One of the significant gains came in the creation of Catamount Health, which has 10,000 subscribers. These are people who make too much to qualify for Medicaid but who do not have insurance through their employers and cannot afford insurance on their own. It provides assistance in paying for premiums up to a household of five earning $74,556. Above that income level, coverage is available without the help of subsidies.

With the subsidy, the cost for a family of five is $185 a month. At the other end of the scale, Catamount provides coverage for a household of one, earning $20,904 for a cost of $65 a month.
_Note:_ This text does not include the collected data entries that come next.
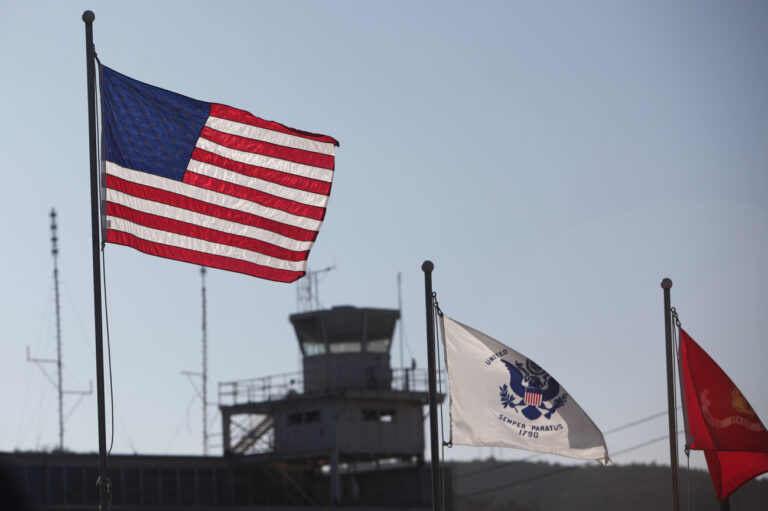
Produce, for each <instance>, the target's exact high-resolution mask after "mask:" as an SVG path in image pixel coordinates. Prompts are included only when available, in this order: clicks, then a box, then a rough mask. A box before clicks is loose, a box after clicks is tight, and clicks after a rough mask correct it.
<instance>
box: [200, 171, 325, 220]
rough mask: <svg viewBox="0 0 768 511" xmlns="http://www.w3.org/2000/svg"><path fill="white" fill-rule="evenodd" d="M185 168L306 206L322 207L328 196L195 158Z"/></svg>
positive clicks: (246, 187) (227, 181)
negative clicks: (196, 159) (292, 201)
mask: <svg viewBox="0 0 768 511" xmlns="http://www.w3.org/2000/svg"><path fill="white" fill-rule="evenodd" d="M187 170H191V171H192V172H196V173H197V174H201V175H203V176H207V177H212V178H214V179H218V180H220V181H226V182H227V183H232V184H235V185H238V186H244V187H246V188H250V189H251V190H258V191H260V192H264V193H268V194H270V195H274V196H275V197H280V198H282V199H288V200H292V201H295V202H300V203H301V204H306V205H308V206H317V207H318V208H324V207H325V206H326V205H327V204H328V196H327V195H321V194H318V193H312V192H305V191H304V190H297V189H296V188H291V187H288V186H283V185H278V184H275V183H272V182H270V181H265V180H263V179H259V178H255V177H251V176H246V175H243V174H240V173H239V172H234V171H231V170H228V169H223V168H221V167H217V166H216V165H211V164H210V163H204V162H202V161H197V160H189V165H187Z"/></svg>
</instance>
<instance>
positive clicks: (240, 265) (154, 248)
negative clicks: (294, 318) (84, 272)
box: [107, 229, 306, 282]
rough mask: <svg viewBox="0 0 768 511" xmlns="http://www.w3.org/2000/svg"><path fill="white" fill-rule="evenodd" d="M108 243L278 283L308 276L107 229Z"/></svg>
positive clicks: (158, 256) (143, 251)
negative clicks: (241, 260)
mask: <svg viewBox="0 0 768 511" xmlns="http://www.w3.org/2000/svg"><path fill="white" fill-rule="evenodd" d="M107 241H108V242H109V243H117V244H118V245H126V246H128V247H133V248H135V249H136V250H139V251H141V252H144V253H145V254H151V255H155V256H158V257H165V258H167V259H175V260H177V261H184V262H187V263H192V264H197V265H200V266H208V267H210V268H219V269H222V270H228V271H234V272H238V273H245V274H246V275H252V276H254V277H259V278H262V279H268V280H275V281H277V282H295V281H296V280H298V279H300V278H301V277H303V276H304V275H306V272H303V271H289V270H278V269H277V268H270V267H269V266H261V265H259V264H254V263H249V262H246V261H241V260H239V259H232V258H231V257H225V256H220V255H211V254H204V253H202V252H196V251H194V250H189V249H186V248H179V247H170V246H168V245H162V244H160V243H155V242H152V241H147V240H143V239H141V238H138V237H136V236H134V235H132V234H128V233H125V232H122V231H116V230H114V229H107Z"/></svg>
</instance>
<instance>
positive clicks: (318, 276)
mask: <svg viewBox="0 0 768 511" xmlns="http://www.w3.org/2000/svg"><path fill="white" fill-rule="evenodd" d="M335 269H336V267H335V266H329V267H328V268H323V269H322V270H309V269H308V270H307V274H306V276H305V278H303V279H301V280H299V282H298V286H297V287H296V309H297V310H298V311H299V312H310V311H314V310H319V309H320V307H321V305H320V278H319V277H320V275H321V274H323V273H328V272H329V271H332V270H335Z"/></svg>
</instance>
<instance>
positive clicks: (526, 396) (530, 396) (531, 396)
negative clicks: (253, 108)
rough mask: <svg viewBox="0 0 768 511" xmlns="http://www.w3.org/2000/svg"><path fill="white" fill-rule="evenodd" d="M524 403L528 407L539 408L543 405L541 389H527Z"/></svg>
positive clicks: (526, 390) (525, 392)
mask: <svg viewBox="0 0 768 511" xmlns="http://www.w3.org/2000/svg"><path fill="white" fill-rule="evenodd" d="M523 401H524V402H525V404H527V405H533V406H539V405H540V404H541V389H537V388H536V387H526V388H525V396H524V397H523Z"/></svg>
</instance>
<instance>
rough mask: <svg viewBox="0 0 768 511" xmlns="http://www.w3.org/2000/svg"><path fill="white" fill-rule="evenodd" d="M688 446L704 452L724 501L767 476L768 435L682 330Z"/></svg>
mask: <svg viewBox="0 0 768 511" xmlns="http://www.w3.org/2000/svg"><path fill="white" fill-rule="evenodd" d="M680 373H681V382H680V383H681V385H682V392H683V396H684V398H685V404H686V414H685V416H686V421H687V423H686V424H687V431H686V432H687V435H688V444H689V445H690V447H691V449H696V450H703V451H704V455H705V456H706V459H707V466H708V467H709V475H710V477H711V478H712V483H713V484H714V486H715V493H716V494H717V498H718V499H720V500H723V499H725V498H726V497H728V495H730V494H731V493H733V492H734V491H735V490H736V489H737V488H738V487H739V486H741V485H742V484H744V483H745V482H747V481H749V480H750V479H752V478H753V477H755V476H758V475H760V474H762V473H764V472H768V431H767V430H766V429H765V426H764V425H763V423H762V422H761V421H760V418H759V417H758V416H757V414H756V413H755V411H754V410H753V409H752V407H751V406H750V405H749V402H748V401H747V399H746V398H745V397H744V395H743V394H742V393H741V391H740V390H739V389H738V388H737V387H736V385H734V383H733V381H731V379H730V378H729V377H728V375H727V374H725V372H724V371H723V370H722V369H720V366H718V365H717V363H715V361H714V360H712V358H711V357H710V356H709V355H707V353H706V352H705V351H704V350H703V349H702V348H701V346H699V345H698V344H696V342H695V341H694V340H693V339H692V338H691V337H690V336H689V335H688V334H687V333H686V332H685V330H683V329H682V328H681V329H680Z"/></svg>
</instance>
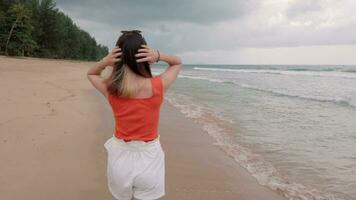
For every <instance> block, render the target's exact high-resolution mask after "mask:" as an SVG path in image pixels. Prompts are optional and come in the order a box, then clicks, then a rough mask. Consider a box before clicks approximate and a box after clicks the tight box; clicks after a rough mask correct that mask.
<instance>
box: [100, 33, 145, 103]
mask: <svg viewBox="0 0 356 200" xmlns="http://www.w3.org/2000/svg"><path fill="white" fill-rule="evenodd" d="M121 33H122V35H121V36H120V37H119V39H118V40H117V42H116V47H120V48H121V51H122V54H121V61H119V62H118V63H117V64H116V65H115V66H114V67H113V71H112V73H111V75H110V76H109V78H108V79H107V80H106V83H107V85H108V91H109V93H110V94H112V95H116V96H121V97H127V98H131V97H133V96H134V94H135V93H136V90H137V84H135V83H134V82H133V80H132V79H131V77H132V74H136V75H138V76H142V77H145V78H152V73H151V67H150V64H149V63H148V62H140V63H138V62H136V59H137V57H136V56H135V54H136V53H138V51H137V50H138V49H140V48H141V45H147V43H146V40H145V39H144V38H143V36H142V35H141V31H138V30H132V31H121ZM129 71H131V72H133V73H129Z"/></svg>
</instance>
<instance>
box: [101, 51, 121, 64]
mask: <svg viewBox="0 0 356 200" xmlns="http://www.w3.org/2000/svg"><path fill="white" fill-rule="evenodd" d="M121 54H122V52H121V49H120V48H118V47H116V48H113V49H112V50H111V52H110V53H108V55H106V56H105V57H104V58H103V59H102V60H101V63H102V64H103V65H104V66H114V65H115V64H116V63H117V62H119V61H121V58H120V56H121Z"/></svg>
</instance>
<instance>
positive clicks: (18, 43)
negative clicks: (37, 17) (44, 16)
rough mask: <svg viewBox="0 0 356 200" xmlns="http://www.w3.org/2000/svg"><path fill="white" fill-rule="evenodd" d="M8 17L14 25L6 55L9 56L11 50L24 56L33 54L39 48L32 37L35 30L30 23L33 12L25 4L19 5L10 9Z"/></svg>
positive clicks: (9, 34) (10, 30) (13, 26)
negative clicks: (8, 53) (32, 39)
mask: <svg viewBox="0 0 356 200" xmlns="http://www.w3.org/2000/svg"><path fill="white" fill-rule="evenodd" d="M8 15H9V16H10V17H9V19H10V22H12V25H11V29H10V31H9V34H8V36H7V40H6V45H5V55H8V51H9V50H11V51H12V52H14V53H15V54H17V55H22V56H24V55H25V53H27V54H31V53H32V52H33V50H34V49H35V48H36V47H37V45H36V42H35V41H34V40H32V37H31V32H32V30H33V27H32V25H31V23H30V18H31V10H29V9H28V8H26V7H25V5H24V4H21V3H17V4H14V5H12V6H11V7H10V10H9V12H8Z"/></svg>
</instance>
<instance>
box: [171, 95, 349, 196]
mask: <svg viewBox="0 0 356 200" xmlns="http://www.w3.org/2000/svg"><path fill="white" fill-rule="evenodd" d="M165 99H167V100H168V102H169V103H170V104H171V105H173V106H174V107H176V108H178V109H179V110H180V112H182V113H183V114H185V116H186V117H188V118H191V119H194V122H196V123H198V124H200V125H201V126H202V128H203V129H204V130H205V131H206V132H207V133H208V134H209V135H210V136H211V137H213V138H214V140H215V141H216V142H215V143H214V144H213V145H215V146H217V147H219V148H221V149H222V150H223V151H224V152H226V153H227V154H228V155H229V156H231V157H232V158H233V159H234V160H235V161H236V162H237V163H238V164H239V165H241V166H242V167H244V168H245V169H247V170H248V172H249V173H250V174H251V175H252V176H253V177H254V178H256V180H257V181H258V183H259V184H261V185H264V186H267V187H270V188H271V189H273V190H276V191H278V192H279V193H281V194H282V195H283V196H285V197H286V198H287V199H290V200H294V199H300V200H311V199H313V200H346V199H348V198H347V197H341V196H335V195H334V194H330V193H326V192H322V191H319V190H317V189H315V188H307V187H305V186H304V185H302V184H299V183H295V182H290V181H289V180H288V178H287V177H283V176H282V175H281V174H280V173H279V172H278V171H277V170H276V168H275V167H273V165H272V164H271V163H269V162H267V161H266V160H264V158H263V157H262V156H260V155H258V154H255V153H252V151H250V150H249V149H247V148H245V147H243V146H241V145H238V144H232V143H231V140H230V139H229V136H228V135H227V133H226V130H224V128H222V127H221V126H219V125H218V123H212V122H211V120H210V121H206V120H205V118H204V117H205V116H207V115H209V116H211V114H213V116H216V115H214V112H211V111H208V110H206V109H203V108H202V107H200V106H198V105H197V104H195V103H194V102H193V101H192V100H193V99H192V98H191V97H188V96H186V95H181V94H179V95H178V94H174V93H173V94H172V95H171V96H169V97H167V96H166V97H165ZM179 100H183V101H184V100H185V101H184V103H182V101H179ZM187 100H188V101H187ZM187 104H188V105H187ZM194 109H195V110H194ZM218 118H219V117H217V120H218Z"/></svg>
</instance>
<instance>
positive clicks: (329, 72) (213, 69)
mask: <svg viewBox="0 0 356 200" xmlns="http://www.w3.org/2000/svg"><path fill="white" fill-rule="evenodd" d="M194 69H195V70H205V71H222V72H236V73H261V74H276V75H290V76H319V77H338V78H350V79H356V74H355V73H350V72H340V71H293V70H265V69H228V68H207V67H194Z"/></svg>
The Green Mountain Care Board is working to establish the new health care exchange under the federal health care law that would allow the state to tap into federal money to help subsidize Vermonters who choose a coverage plan from the exchange. But there is a glitch that could catch some middle-income Vermonters now on Catamount.

At the new year Catamount is due to expire, and those with Catamount plans are expected to choose a coverage plan from the new exchange. The problem is that the subsidies going to the exchange to make coverage affordable are not sufficient to hold harmless those making the shift. In other words, some Vermonters may be faced with a significant increase in their monthly premiums, totaling about $20 million.

Lawmakers are wrestling with this difficulty. It would be a bitter pill to swallow for Vermont to eviscerate a program that is working for the sake of establishing a program that is more burdensome to Vermonters. It is important for the exchange to attract as many people as possible in order to establish a broad risk pool. But if the price of the policies is too high, two bad results may follow: People may decide to go uninsured, and the risk pool may remain stunted.

Gov. Peter Shumlin has suggested that people might have to tough it out and pay more. But there are alternatives. Those pushing the penny-per-ounce tax on sugary beverages say that revenue from that tax could cover the Catamount gap, spreading the cost broadly rather than forcing high insurance costs on individual households.

Shumlin argues that there isn’t enough money to pay for everything — the Catamount gap, as well as his other initiatives, such as expanded day care and energy efficiency. Advocates from a wide range of groups argue the contrary. They say there is enough money. It is just a question of where you go to get it.

Shumlin is hoping to get money to pay for his programs from poor and middle-income residents. To pay for the Catamount gap he will depend on those middle-income Catamount recipients to cough up the extra money. To pay for expanded day care, he would take money from working Vermonters who receive the earned income tax credit. To top it off, he is hoping to scrounge about $8 million from the poorest of all by imposing destructive time limits on people receiving benefits from Reach Up, Vermont’s welfare-to-work program.

Obviously, there is money. Shumlin proposes to go after it by chiseling away at the meager benefits supporting people who are already struggling. But he could go after it in other places. The sugary beverage tax is an obvious one. Though poor people drink sugary soda and would have to pay an extra 20 cents for a 20-ounce bottle of Coke, the Vermont Low Income Advocacy Council believes the tax would benefit the poor by discouraging them from consuming a product that, drunk to excess, damages health.

Shumlin acknowledges the money is there. He has big plans for it. But if we are to carry forward plans for the good works he proposes, we ought to get the money from a source that can afford to give it up. The tax-writing committees ought to be scouring the tax code for better places to find it.